We report IoU scores in
Table 7. Despite annotation inconsistencies in CVRG-Pano, such as coarse boundaries and the omission of fine-grained obstacles like cables and thin branches, our models maintain strong generalization and achieve high performance, even on data not tailored for precise sky–obstacle segmentation.
The IoU values of the base models on CVRG-Pano closely match those obtained on our internal fisheye test set, indicating good cross-dataset generalization. In contrast to our own dataset, LightGBM post-processing does not systematically improve IoU here: three backbones (b4–b6) exhibit a slight decrease, while EfficientNet-b7 shows only a modest gain. This behaviour is consistent with the nature of the CVRG-Pano annotations, whose coarse boundaries and missing small obstacles penalize boundary-focused refinements that produce sharper, more detailed skylines than those represented in the ground truth. In other words, the meta-model tends to correct visually plausible fine structures (e.g., tree crowns, cables) that are not labeled, which can reduce IoU with respect to the provided masks.

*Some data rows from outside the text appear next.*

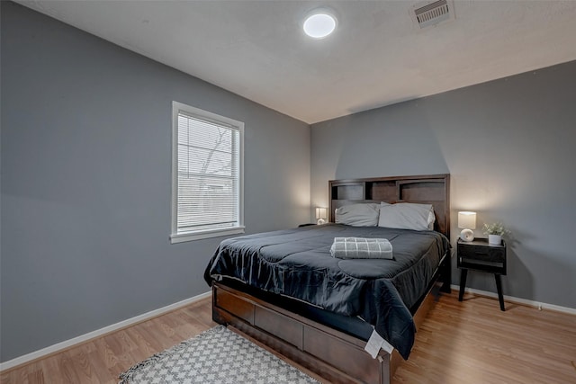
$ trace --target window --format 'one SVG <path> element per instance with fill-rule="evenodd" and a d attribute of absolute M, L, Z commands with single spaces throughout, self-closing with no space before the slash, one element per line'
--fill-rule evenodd
<path fill-rule="evenodd" d="M 172 243 L 244 232 L 244 123 L 172 103 Z"/>

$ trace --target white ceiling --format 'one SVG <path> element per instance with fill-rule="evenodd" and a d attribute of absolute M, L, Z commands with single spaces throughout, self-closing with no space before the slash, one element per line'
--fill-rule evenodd
<path fill-rule="evenodd" d="M 576 59 L 576 1 L 454 1 L 418 31 L 421 1 L 19 1 L 307 123 Z M 307 38 L 329 5 L 337 31 Z"/>

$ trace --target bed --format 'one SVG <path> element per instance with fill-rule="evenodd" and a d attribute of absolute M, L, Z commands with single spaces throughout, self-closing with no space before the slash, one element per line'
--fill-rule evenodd
<path fill-rule="evenodd" d="M 449 175 L 328 182 L 329 218 L 322 226 L 223 241 L 204 278 L 212 317 L 332 382 L 390 382 L 407 359 L 429 292 L 449 291 Z M 431 204 L 434 230 L 335 223 L 351 204 Z M 393 260 L 339 259 L 335 237 L 387 238 Z M 376 332 L 394 347 L 374 359 L 364 351 Z"/>

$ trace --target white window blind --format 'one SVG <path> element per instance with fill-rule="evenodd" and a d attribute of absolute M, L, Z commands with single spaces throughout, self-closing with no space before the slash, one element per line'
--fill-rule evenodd
<path fill-rule="evenodd" d="M 243 123 L 174 104 L 173 242 L 241 232 Z"/>

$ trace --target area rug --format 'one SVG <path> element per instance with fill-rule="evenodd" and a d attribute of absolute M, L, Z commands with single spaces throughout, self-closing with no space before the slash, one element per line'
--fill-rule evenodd
<path fill-rule="evenodd" d="M 319 382 L 224 326 L 139 362 L 120 379 L 119 384 Z"/>

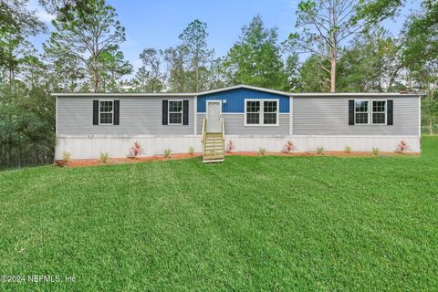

Nevertheless, all configurations achieve IoUs around 95–96% on this external dataset, underscoring the robustness of the proposed pipeline. From a practical perspective, the LightGBM-refined predictions may be particularly valuable not for maximizing IoU on CVRG-Pano, but for upgrading the quality of its sky annotations by supplying more accurate, high-resolution sky–obstacle boundaries.
4.5. End-to-End Runtime Performance on CPU and GPU
We evaluated the runtime of the main components of the segmentation pipeline for EfficientNet-b4, b5, b6, and b7 backbones. For each model, we measured the total time required for all CNN forward passes across the three input resolutions used in our pipeline (512 × 512, 1024 × 1024, and 2048 × 2048), together with the time spent on handcrafted feature extraction and subsequent LightGBM inference. All timings are averaged over 42 fisheye images of size 1024 × 1024. CPU experiments were performed on an Intel Core i5-1335U (1.3 GHz). For GPU measurements, CNN inference was executed on an NVIDIA H100 (80 GB VRAM) hosted in a server with an AMD EPYC 9124 (3 GHz), while feature extraction and LightGBM inference remained CPU-bound. The full set of results is reported in
Table 8.
On the CPU-only configuration, the end-to-end latency ranges from 16.8 s (EfficientNet-b4) to 30.7 s (EfficientNet-b7). The CNN stage accounts for more than 90% of this cost and is itself dominated by the 2048 × 2048 forward pass, which represents roughly 70–80% of the total CNN runtime. For comparison, a single 1024 × 1024 CNN forward pass requires only 2.8–5.6 s on CPU, so the complete multi-scale + LightGBM pipeline is approximately 5–6× slower than a single-resolution prediction. This highlights the computational price of the improved accuracy obtained with multi-scale inference and post-processing.
On the GPU configuration, multi-scale CNN inference becomes inexpensive, with total forward times between 0.33 s and 0.50 s depending on the backbone. A single 1024 × 1024 CNN pass on the H100 requires only 0.06–0.12 s, illustrating the lower bound achievable on high-end accelerators. However, the overall runtime (2.4–2.8 s) is dominated by CPU-side feature extraction and LightGBM inference, whose performance depends primarily on the host CPU rather than on the GPU. As a result, differences between backbones shrink to only a few hundred milliseconds, making the most accurate model (EfficientNet-b7) essentially cost-neutral on GPU. In contrast, on CPU-only systems, smaller backbones such as b4 or b5 offer a more favorable accuracy–latency trade-off while retaining strong segmentation performance.